По отношению к группе ТФ+АК торможение роста опухоли было увеличено в 1,3-2,4-6,0 раз соответственно срокам регистрации эффекта.

Гибели от токсичности не наблюдали.

Таким образом, использование предлагаемого способа позволяет усилить эффективность подавления роста относительно малочувствительного к действию каталитической системы ТФ+АК злокачественного новообразования, а именно: добиться подавления пролиферации раковых клеток (in vitro) и увеличения торможения роста опухолей у мышей в 1,3-6,0 раз по сравнению с прототипом в зависимости от сроков регистрации эффекта.

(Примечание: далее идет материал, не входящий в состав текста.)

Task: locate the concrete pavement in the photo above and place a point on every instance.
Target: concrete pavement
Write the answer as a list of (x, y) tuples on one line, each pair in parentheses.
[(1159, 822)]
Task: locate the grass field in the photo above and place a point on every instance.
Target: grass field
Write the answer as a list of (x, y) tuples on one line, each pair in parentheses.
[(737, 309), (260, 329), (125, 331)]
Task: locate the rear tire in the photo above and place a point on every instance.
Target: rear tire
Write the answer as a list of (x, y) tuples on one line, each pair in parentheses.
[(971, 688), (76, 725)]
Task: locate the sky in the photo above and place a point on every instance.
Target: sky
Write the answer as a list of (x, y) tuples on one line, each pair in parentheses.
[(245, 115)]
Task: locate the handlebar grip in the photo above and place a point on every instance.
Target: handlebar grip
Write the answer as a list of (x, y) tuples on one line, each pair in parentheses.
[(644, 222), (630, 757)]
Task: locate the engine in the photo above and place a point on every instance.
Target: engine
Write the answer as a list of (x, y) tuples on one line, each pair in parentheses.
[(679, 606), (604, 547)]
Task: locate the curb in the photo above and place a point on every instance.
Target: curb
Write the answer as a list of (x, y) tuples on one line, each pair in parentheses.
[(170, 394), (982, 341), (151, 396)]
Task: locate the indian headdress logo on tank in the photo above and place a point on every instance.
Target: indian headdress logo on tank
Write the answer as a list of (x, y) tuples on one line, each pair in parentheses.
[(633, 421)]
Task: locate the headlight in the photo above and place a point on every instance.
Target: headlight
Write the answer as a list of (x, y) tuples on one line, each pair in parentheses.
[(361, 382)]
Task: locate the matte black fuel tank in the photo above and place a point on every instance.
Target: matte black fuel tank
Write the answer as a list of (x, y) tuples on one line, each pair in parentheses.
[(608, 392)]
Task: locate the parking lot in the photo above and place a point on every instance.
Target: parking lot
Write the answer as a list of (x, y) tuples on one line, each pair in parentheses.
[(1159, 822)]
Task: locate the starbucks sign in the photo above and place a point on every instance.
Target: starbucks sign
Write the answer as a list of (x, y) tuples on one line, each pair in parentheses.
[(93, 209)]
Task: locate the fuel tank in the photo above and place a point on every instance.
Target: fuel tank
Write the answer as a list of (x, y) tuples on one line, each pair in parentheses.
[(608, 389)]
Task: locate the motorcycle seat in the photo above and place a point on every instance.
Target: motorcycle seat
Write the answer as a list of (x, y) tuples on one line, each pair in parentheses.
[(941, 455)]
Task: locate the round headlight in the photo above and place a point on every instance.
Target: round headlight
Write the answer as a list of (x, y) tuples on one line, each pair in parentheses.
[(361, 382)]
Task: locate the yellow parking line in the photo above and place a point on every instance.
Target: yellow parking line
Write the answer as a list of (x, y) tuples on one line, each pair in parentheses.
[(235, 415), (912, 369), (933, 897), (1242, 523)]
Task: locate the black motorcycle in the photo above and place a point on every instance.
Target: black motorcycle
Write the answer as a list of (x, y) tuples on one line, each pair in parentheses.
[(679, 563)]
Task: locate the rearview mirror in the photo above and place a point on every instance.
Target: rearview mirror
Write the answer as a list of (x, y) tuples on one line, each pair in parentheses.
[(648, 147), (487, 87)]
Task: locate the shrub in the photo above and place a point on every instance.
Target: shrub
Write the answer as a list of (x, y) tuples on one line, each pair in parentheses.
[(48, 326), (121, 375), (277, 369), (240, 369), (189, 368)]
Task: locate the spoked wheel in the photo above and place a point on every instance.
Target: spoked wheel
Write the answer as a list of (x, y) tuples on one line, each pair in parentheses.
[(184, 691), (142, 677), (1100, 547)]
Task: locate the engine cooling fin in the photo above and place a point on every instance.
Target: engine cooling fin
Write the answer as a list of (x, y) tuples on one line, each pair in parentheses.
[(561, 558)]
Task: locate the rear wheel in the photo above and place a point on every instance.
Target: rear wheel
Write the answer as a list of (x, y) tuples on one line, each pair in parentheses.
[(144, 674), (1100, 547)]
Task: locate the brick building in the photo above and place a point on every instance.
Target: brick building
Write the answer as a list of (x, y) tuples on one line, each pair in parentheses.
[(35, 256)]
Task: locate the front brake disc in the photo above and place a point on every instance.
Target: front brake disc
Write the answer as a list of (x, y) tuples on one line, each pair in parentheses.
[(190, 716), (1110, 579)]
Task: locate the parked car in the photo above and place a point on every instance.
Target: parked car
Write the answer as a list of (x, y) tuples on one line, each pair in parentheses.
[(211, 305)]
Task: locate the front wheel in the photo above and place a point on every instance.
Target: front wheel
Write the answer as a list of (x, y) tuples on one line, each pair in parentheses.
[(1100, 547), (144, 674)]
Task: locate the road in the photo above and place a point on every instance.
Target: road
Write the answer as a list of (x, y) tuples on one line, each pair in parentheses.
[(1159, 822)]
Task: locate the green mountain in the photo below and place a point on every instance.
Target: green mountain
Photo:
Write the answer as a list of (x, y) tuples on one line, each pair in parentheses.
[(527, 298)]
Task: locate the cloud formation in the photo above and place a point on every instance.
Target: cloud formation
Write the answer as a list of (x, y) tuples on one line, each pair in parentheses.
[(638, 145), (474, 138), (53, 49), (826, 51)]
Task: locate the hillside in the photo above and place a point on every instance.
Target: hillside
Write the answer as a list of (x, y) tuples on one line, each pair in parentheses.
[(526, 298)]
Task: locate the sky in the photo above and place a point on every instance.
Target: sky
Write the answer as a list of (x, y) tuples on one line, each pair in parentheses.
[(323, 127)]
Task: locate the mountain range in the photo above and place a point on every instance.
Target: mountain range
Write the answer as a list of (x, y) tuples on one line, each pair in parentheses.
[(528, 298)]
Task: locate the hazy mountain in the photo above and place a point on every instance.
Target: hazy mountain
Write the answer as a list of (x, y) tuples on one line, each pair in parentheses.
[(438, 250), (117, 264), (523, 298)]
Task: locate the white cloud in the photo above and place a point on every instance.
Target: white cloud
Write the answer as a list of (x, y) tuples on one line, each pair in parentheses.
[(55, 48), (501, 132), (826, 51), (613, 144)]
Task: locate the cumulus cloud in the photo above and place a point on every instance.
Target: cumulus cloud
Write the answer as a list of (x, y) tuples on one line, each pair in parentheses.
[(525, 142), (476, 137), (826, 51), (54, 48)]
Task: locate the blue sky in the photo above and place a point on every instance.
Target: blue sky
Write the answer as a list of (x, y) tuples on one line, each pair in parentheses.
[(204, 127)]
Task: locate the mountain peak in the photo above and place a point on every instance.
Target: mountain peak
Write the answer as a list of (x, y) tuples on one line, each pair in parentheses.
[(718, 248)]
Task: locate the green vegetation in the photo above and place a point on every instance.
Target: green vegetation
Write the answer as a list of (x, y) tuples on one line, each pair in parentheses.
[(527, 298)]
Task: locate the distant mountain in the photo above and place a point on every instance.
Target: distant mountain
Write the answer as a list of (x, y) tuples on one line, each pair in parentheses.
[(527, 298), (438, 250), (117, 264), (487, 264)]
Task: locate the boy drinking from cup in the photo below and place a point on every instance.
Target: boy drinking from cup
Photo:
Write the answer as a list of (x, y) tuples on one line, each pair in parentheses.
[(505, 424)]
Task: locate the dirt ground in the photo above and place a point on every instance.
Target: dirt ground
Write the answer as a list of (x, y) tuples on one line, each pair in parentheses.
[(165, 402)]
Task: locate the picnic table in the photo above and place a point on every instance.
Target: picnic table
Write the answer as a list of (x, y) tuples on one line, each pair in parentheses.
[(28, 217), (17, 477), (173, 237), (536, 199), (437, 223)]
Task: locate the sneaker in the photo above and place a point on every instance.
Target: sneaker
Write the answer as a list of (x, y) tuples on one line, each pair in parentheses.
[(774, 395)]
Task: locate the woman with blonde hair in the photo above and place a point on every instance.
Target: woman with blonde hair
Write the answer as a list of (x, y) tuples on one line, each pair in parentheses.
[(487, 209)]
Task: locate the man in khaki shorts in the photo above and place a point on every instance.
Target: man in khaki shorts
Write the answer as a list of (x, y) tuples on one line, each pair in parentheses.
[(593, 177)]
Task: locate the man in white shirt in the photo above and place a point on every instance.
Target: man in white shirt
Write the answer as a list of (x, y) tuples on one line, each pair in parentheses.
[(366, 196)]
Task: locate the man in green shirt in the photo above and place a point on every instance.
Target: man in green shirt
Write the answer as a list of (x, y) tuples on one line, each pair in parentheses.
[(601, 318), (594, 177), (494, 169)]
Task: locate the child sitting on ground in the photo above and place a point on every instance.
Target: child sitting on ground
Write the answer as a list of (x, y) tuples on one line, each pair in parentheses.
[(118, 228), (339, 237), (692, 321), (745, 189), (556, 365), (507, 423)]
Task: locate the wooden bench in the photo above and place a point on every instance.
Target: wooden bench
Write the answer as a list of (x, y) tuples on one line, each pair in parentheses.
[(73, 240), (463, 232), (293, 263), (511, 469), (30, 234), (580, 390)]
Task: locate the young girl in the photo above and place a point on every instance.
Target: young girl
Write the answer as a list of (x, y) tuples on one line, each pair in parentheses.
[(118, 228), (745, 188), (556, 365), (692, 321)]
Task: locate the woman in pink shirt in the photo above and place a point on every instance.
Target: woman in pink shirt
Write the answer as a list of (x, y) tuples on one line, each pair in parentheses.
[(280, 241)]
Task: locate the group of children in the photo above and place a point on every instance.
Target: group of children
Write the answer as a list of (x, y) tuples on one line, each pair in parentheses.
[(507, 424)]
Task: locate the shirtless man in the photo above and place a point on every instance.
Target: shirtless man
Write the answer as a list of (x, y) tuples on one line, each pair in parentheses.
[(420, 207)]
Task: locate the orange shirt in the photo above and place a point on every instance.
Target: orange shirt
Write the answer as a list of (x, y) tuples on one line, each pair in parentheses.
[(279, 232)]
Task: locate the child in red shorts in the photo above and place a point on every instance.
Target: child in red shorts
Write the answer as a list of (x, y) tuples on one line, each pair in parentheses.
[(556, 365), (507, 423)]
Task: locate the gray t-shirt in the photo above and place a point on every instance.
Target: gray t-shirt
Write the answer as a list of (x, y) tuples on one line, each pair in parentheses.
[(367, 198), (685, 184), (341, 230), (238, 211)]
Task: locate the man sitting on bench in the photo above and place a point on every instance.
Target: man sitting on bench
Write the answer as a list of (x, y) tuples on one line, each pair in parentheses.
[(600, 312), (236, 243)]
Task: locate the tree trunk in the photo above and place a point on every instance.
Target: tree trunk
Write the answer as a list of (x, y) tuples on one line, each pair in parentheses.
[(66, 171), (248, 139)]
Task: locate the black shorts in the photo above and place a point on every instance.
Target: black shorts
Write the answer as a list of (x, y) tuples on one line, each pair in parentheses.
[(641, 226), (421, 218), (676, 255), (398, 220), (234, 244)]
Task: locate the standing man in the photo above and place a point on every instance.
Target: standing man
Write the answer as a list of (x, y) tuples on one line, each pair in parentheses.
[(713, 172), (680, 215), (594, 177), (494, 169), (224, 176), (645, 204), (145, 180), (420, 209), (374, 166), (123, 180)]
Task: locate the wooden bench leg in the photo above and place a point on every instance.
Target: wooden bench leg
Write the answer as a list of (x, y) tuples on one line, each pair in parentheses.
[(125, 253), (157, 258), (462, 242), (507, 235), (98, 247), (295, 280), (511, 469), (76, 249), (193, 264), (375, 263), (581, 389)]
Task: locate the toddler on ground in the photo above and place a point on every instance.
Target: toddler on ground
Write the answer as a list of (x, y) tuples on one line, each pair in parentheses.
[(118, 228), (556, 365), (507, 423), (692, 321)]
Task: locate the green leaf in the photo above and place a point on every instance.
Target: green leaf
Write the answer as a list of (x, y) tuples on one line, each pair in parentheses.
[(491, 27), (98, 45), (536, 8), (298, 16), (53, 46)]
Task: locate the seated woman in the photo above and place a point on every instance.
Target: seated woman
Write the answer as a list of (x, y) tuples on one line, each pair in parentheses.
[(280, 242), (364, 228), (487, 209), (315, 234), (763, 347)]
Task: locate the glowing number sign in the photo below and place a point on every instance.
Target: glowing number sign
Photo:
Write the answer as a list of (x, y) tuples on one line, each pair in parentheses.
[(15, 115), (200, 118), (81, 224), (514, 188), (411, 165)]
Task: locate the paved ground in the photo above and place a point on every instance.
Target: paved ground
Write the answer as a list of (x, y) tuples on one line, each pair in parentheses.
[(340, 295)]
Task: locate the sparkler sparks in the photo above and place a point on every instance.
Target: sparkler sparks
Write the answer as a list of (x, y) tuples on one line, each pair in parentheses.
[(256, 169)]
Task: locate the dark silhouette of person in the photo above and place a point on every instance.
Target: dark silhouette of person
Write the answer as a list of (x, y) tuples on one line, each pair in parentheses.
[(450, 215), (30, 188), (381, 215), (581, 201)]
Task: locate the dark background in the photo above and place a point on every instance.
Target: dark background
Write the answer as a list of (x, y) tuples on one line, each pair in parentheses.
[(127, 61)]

Способ подавления опухолевого роста с применением бинарной каталитической системы, содержащей натриевую соль октакарбоксифталоцианина кобальта и аскорбиновую кислоту, отличающийся тем, что до введения бинарной каталитической системы внутривенно вводят 3-амино-1,2,4-триазол в нетоксической дозе.